How to set up a watcher to detect CDR Connection Failure errors in Kibana (Part 1/2)

Objectives of this blog post:

Describe the steps to follow to configure and create a simple watcher that detects a condition and sends an email when triggered. This document focuses on a real user case, the monitoring of CDR Connection Failure errors, which can be used as an example and base for different applications.

Watch the video

Step 1: Get an Elastic Stack subscription license

The watchers are part of the Elastic Stack subscription license, and therefore it is needed before doing any alerting.

Step 2: Set up notifications

When the watcher triggers, you can choose to add an action to send a notification that an event was fired. You can then precise the message you want to send, but first, you need to setup the notifications.

–       Email notification:

Documentation for email notification settings

Documentation for different email profiles

To configure the SMTP server you want to use and the email account, go to the “Dev Tools” tab in your Kibana page, and input the following request:

PUT _cluster/settings

{

    “persistent” : {

      “xpack.notification.email” : {

        “account”: {

          “NAME_OF_ACCOUNT”: {

            “smtp”: {

              “host”: “SMTP_HOST”,

              “port”: “SMTP_PORT”

            }

          }

        }

      }

    }

}

If an authentication is needed, you can specify an smtp.user and a smtp.secure_password.

–       Slack notification:

Documentation for slack notification settings

Documentation for slack webhooks

You need to create a webhook for your slack system.
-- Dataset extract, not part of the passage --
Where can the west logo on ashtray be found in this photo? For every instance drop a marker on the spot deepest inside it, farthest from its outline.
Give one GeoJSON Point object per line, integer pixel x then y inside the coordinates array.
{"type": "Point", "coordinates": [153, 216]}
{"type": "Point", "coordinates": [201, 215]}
Follow the steps described in the link above (you need administrator privileges). Once that is done, go to the “Dev Tools” tab and input the following request:

PUT _cluster/settings

{

    “persistent” : {

        “xpack.notification.slack” : {

          “account”: {

                  “ACCOUNT_NAME”: {

                    “secure_url”: “SLACK_WEBHOOK_URL”,

                      “message_defaults”: {

                          “from”: “Kibana Watch”,

                          “to”: “DESTINATION”,

                          “icon”: “http://example.com/images/watcher-icon.jpg”,

                          “attachment”: {

                              “fallback”: “X-Pack Notification”,

                              “color”: “#36a64f”,

                              “title”: “X-Pack Notification”,

                              “title_link”: “https://www.elastic.co/guide/en/x-pack/current/index.html”,

                              “text”: “One of your watches generated this notification.”,

                              “mrkdwn_in”: “pretext, text”

                          }

                      }

                  }

              }

          }

    }

}

Step 3: Create the watcher

Go to the Management>Elasticsearch>Watcher tab, and create a new watcher.

You can use the simple “Create Threshold Alert” option, and choose the action you want to link to the alert created.

You can also use the “Create Advanced watch” option, where you can customize more in detail your watcher.

Recommendation:

The window provided by the Kibana page to edit the watcher is really small and inconvenient. It is highly recommended to use software to edit the watcher that can display .json files properly. It is preferable to have an editor that can manage the indentation and color the text for better readability. Those can include: text editors (ex: notepad++) or IDEs (ex: Visual Studio). You can then edit the file in your editor with ease, and paste it back into the Kibana window to save it.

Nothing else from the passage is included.